К этому времени Хрущев, что называется, вошел во вкус. Выплеск эмоций, публичные разносы по поводу и без повода. Окончательно разрушил сельское хозяйство непосильными налогами на приусадебные хозяйства – вел таким образом борьбу с «частнособственническими инстинктами». Успешно выступил в Организации Объединенных Наций, где азартно лупил туфлей по трибуне. В родном отечестве запомнился еще и повсеместным внедрением кукурузы, включая Север России, где она никогда не росла да, собственно, так и не выросла, провалив возложенные на нее надежды.
Теперь же в качестве главного эксперта в изобразительном искусстве шел громить работы скульптора Эрнста Неизвестного. По иронии судьбы, именно Эрнст Неизвестный впоследствии поставил ему надгробный памятник на Новодевичьем кладбище из белого и черного мрамора, олицетворявший двойственность его деяний.

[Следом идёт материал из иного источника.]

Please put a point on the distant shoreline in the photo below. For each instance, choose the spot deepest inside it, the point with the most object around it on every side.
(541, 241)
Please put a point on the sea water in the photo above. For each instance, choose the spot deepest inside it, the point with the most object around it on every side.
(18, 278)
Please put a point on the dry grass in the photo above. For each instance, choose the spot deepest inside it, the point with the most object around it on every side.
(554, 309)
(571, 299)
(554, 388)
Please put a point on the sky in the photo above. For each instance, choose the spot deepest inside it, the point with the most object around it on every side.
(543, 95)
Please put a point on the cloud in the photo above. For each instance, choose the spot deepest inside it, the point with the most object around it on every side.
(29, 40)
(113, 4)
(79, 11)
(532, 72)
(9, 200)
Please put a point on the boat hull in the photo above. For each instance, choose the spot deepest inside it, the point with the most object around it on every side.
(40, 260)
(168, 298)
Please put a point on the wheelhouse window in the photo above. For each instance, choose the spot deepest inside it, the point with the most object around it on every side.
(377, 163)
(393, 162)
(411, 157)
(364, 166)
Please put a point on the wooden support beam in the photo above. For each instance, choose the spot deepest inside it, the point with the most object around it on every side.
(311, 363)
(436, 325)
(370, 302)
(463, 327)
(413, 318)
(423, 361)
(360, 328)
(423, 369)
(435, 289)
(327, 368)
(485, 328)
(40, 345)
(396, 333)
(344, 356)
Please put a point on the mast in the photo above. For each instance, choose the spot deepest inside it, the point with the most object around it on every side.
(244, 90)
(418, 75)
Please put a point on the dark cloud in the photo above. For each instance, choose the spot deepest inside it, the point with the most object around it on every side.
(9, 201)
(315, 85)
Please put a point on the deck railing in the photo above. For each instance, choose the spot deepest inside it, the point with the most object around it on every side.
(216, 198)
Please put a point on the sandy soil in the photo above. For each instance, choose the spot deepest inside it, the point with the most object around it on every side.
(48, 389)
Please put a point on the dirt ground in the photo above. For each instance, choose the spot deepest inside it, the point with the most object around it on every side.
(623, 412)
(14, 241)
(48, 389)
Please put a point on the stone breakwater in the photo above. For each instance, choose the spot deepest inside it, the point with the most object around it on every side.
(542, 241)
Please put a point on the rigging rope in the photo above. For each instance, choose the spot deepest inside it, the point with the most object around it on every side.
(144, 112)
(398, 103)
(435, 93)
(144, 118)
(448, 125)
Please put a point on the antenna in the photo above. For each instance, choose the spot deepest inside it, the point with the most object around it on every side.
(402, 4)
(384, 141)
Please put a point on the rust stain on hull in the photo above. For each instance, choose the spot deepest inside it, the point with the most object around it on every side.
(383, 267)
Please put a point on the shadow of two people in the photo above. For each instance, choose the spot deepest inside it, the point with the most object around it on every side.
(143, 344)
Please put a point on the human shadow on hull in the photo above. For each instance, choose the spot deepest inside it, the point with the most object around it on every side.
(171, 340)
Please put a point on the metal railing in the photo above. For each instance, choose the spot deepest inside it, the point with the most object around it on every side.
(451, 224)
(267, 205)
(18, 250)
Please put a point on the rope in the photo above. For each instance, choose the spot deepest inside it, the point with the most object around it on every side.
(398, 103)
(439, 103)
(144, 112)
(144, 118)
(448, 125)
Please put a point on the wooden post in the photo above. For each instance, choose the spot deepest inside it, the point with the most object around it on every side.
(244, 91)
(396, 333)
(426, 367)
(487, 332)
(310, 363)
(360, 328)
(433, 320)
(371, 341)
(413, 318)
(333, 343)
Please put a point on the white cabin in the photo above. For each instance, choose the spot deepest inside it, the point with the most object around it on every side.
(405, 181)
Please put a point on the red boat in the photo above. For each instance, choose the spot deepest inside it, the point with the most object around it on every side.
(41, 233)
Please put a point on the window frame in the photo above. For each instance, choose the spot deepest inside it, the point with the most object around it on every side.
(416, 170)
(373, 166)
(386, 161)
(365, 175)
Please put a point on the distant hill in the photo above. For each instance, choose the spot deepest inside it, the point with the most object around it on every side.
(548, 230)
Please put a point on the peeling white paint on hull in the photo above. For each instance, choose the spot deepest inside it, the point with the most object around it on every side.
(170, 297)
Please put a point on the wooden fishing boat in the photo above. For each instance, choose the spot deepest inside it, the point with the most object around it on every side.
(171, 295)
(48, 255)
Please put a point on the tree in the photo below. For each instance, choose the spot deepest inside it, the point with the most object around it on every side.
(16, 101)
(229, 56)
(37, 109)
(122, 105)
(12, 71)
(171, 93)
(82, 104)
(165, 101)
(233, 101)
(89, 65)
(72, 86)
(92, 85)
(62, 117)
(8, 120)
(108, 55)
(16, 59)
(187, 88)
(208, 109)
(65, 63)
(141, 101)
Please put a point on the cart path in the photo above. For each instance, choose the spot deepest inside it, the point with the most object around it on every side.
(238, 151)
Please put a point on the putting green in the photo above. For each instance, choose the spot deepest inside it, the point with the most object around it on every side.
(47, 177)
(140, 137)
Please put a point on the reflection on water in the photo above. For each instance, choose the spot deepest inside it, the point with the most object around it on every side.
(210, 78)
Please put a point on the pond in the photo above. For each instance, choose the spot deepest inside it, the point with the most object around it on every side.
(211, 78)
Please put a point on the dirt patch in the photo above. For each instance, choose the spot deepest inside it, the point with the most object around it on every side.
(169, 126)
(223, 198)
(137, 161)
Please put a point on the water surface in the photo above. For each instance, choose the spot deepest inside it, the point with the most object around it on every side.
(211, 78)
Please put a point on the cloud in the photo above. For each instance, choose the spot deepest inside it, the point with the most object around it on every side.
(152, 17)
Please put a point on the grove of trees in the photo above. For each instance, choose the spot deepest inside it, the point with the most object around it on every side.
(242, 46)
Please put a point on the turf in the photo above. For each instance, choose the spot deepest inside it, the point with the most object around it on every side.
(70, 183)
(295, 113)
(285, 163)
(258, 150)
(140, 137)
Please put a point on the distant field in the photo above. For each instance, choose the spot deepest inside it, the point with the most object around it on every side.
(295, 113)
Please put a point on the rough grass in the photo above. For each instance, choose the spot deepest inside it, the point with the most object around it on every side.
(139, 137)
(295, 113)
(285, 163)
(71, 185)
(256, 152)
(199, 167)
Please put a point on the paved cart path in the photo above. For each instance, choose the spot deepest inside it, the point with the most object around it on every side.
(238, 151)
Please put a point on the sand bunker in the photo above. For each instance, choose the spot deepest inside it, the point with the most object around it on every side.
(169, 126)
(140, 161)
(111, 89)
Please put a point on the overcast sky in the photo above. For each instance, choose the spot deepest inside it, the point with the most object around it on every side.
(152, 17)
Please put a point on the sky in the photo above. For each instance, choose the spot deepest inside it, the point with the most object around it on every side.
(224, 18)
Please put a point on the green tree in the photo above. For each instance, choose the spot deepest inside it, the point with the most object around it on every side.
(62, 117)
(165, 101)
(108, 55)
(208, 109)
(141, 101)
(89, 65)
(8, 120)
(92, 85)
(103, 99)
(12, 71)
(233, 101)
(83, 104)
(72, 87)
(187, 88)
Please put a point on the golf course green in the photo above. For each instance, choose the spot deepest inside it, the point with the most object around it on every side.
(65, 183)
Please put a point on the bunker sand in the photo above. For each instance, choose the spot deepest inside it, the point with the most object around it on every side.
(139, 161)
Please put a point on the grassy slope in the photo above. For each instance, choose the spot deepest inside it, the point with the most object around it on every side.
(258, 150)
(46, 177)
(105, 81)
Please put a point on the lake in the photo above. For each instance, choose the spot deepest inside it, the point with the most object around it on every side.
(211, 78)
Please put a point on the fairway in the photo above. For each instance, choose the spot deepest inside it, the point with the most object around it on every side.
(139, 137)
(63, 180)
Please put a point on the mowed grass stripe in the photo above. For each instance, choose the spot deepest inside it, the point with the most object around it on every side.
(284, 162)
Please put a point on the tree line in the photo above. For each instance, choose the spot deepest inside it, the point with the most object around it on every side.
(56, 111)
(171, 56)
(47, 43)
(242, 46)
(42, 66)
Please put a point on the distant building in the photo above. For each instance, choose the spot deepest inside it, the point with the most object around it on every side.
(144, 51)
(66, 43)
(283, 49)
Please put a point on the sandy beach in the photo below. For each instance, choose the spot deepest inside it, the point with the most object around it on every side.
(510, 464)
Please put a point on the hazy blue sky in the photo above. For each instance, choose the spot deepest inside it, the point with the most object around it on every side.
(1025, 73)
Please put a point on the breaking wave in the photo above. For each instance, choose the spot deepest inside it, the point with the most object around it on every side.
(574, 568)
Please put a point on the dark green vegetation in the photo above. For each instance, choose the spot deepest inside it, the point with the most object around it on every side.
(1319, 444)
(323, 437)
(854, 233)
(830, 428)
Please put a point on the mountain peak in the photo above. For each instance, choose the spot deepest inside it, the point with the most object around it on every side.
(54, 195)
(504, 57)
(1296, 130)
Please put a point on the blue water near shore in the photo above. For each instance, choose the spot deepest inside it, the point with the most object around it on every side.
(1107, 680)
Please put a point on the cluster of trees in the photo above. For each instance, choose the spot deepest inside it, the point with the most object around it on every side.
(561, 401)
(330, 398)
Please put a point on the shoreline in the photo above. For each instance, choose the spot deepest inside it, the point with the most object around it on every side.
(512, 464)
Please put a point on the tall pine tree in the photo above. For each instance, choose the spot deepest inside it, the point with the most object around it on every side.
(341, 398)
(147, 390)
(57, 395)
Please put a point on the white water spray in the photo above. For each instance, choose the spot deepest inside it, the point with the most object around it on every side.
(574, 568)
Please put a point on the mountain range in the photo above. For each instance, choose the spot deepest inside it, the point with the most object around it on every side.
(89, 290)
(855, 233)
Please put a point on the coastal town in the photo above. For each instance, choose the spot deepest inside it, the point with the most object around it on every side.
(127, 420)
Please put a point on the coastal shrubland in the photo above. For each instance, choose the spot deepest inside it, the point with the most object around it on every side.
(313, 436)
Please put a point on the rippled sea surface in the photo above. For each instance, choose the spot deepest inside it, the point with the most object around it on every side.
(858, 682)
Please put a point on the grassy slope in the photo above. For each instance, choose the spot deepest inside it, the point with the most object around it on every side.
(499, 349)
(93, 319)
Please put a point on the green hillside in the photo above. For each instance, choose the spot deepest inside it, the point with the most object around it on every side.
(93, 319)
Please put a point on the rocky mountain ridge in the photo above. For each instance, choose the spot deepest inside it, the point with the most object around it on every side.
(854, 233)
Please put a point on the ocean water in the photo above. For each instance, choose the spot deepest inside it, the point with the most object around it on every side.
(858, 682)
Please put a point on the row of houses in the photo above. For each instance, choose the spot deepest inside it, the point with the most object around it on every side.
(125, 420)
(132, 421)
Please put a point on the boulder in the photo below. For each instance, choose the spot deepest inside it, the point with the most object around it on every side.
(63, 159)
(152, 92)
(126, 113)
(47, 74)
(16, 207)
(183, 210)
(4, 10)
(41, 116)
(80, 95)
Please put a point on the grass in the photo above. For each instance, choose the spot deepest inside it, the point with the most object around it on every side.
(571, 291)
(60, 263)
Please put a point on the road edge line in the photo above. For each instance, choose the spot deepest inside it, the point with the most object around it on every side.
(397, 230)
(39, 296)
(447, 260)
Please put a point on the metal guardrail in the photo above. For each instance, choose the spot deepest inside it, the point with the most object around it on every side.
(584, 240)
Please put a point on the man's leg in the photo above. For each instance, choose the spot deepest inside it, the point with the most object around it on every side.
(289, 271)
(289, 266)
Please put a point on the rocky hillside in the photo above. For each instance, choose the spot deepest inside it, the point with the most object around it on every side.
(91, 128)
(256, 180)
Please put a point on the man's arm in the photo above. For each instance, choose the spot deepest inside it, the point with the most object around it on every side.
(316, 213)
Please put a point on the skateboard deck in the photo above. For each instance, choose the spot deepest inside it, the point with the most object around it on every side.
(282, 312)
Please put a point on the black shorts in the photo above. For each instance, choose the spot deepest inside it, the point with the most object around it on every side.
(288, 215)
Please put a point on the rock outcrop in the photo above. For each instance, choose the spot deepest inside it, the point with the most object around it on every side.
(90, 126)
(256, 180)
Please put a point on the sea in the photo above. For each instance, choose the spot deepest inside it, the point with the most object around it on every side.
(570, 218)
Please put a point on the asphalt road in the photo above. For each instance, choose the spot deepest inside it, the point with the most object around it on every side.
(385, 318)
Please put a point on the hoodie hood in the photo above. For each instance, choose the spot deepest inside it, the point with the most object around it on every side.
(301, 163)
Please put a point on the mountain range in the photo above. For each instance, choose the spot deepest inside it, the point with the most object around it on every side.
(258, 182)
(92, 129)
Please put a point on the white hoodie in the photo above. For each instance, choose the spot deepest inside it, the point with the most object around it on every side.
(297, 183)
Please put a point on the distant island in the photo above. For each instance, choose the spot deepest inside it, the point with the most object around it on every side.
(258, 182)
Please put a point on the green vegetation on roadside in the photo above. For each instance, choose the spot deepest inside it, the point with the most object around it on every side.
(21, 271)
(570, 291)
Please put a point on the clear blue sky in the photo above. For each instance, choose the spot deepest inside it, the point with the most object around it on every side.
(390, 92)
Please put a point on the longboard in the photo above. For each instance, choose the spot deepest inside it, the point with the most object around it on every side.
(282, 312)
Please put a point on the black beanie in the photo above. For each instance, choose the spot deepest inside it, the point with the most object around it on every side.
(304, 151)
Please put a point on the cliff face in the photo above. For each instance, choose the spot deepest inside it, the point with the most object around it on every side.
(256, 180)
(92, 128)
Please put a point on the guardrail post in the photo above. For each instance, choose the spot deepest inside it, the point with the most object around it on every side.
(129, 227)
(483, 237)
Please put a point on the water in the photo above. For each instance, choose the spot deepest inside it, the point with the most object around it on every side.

Но «Валька» Фалька многим запомнилась. Работы этого художника сразу оказались в центре внимания, в том числе и весьма далеких от изобразительного искусства людей. Как преподаватель ВХУТЕМАСа в 1928 году Роберт Фальк уехал во Францию по специальному разрешению для «изучения классического наследства». Однако задержался и прожил в Париже еще десять лет сверх положенного.
Вернулся в Россию только в 1937 году – не вовремя, а точнее, в самое неподходящее время. Говорил, что его замучила тоска по родине, а Париж уже стал изживать себя.
Фальку повезло. Удивительно, но его не посадили и не расстреляли. Возможно, это было связано с тем, что в 1936 году на приеме в посольстве СССР во Франции Фальк познакомился с легендарным летчиком Андреем Юмашевым. К тому времени Юмашев еще не совершил перелет через Северный полюс, но уже установил несколько мировых рекордов в авиации.
Фальк с Юмашевым предприняли большую поездку по Крыму и Средней Азии. Сохранилось несколько живописных полотен, которые они писали одновременно. Это было в 1937–1938 годах, вещи Фалька еще не вернулись из Парижа, жить ему было негде, и поездка оказалась как нельзя кстати. Благодаря знаменитому летчику после их совместного турне Фальку дали мастерскую, а в 1939-м Юмашев помог художнику организовать первую по возвращении на родину выставку.
Однако на этом все и закончилось. Преподавать живопись, продавать картины Фальку запретили. Выживать помогали друзья.
На выставке в Манеже Хрущев не стеснялся в выражениях. В официальной прессе появились такие перлы, адресованные художникам, доселе не звучавшие с официальной трибуны: «пидарасы», «пидарасы проклятые», «тунеядцы»…
Стоя перед картиной «Обнаженная», он оглядывался по сторонам, пытаясь определить в толпе смутившегося автора, чтобы устроить ему публичную выволочку. Но Роберта Фалька на выставке не было. Хрущеву шепнули: Фальк умер. За четыре года до выставки в Манеже. Вождь был раздосадован. Темперамент требовал немедленного выплеска негативной энергии. И это ему удалось. Весь ее запас в концентрированном виде достался Эрнсту Неизвестному.